Sprinkle with cocoa powder and let it sit, covered, in the fridge overnight.
Optional – decorate with pansies or other flowers.
Retreat to a quiet corner and indulge. It may taste sinfully delicious, but no confessions necessary.

printable recipe here

  • 16 oz. mascarpone cheese, softened to room temperature
  • 14 oz. package of savoiardi bisciuts
  • 6 eggs, separated
  • 1 1/4 cups sugar
  • 1/4 cup liquor (I used bourbon, but dark rum would be great too
  • 2 cups espresso coffee
  • 1/2 cup more of liquor
  • unsweetened cocoa powder
  1. Separate the eggs and cook the yellows with the sugar, over a double boiler, beating until ivory colored.
  2. Add the 1/4 cup liquor and whisk over simmering water until the mixture begins to thicken. Cool.
  3. Separate the eggs and beat the whites until stiff.
  4. Add the mascarpone to the egg yolk mixture, then fold in the beaten egg whites.
  5. Mix the coffee and the 3/4 liquor and dip the biscuits into it, quickly coating both sides.
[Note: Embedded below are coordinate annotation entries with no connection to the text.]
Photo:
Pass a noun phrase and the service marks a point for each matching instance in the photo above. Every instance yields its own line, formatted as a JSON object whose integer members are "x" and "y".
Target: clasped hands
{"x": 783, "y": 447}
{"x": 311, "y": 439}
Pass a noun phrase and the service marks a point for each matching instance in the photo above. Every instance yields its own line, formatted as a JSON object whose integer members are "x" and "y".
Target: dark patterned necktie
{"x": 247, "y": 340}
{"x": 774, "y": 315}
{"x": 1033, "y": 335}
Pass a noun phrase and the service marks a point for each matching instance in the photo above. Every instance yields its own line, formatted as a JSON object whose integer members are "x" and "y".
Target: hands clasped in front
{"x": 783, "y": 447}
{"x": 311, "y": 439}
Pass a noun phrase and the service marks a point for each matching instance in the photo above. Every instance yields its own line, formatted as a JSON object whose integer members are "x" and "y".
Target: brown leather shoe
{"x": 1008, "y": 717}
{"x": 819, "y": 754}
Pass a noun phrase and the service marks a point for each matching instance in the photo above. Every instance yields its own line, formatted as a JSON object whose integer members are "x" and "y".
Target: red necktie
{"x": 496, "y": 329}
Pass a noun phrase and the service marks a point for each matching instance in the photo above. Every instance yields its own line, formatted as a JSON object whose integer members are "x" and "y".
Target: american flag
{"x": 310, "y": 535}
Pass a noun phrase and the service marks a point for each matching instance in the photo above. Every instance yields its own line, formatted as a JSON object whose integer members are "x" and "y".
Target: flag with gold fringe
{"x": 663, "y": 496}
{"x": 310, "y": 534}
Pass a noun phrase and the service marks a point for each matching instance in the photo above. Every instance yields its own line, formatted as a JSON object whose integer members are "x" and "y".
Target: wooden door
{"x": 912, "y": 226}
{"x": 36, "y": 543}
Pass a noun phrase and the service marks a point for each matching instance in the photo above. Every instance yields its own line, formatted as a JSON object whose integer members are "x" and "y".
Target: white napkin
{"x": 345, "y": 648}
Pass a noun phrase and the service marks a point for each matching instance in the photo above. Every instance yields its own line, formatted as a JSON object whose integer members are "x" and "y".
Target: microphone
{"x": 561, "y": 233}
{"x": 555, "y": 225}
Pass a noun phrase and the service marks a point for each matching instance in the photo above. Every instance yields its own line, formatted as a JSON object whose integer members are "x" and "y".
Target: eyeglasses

  6. In a large serving dish, place a layer of the biscuits, a layer of the mascarpone mixture and then repeat, ending with a layer of the mascarpone mixture. Finish with a sprinkling of unsweetened cocoa and let it sit in the refrigerator overnight. (Note, I have been making it for years starting with the mascarpone mixture on the bottom and ending with the biscuit layer on top, but I think I now like it better if you start with the biscuit layer on the bottom and end up with the mascarpone mixture on top. It’s up to you. Either way, it’s delicious.)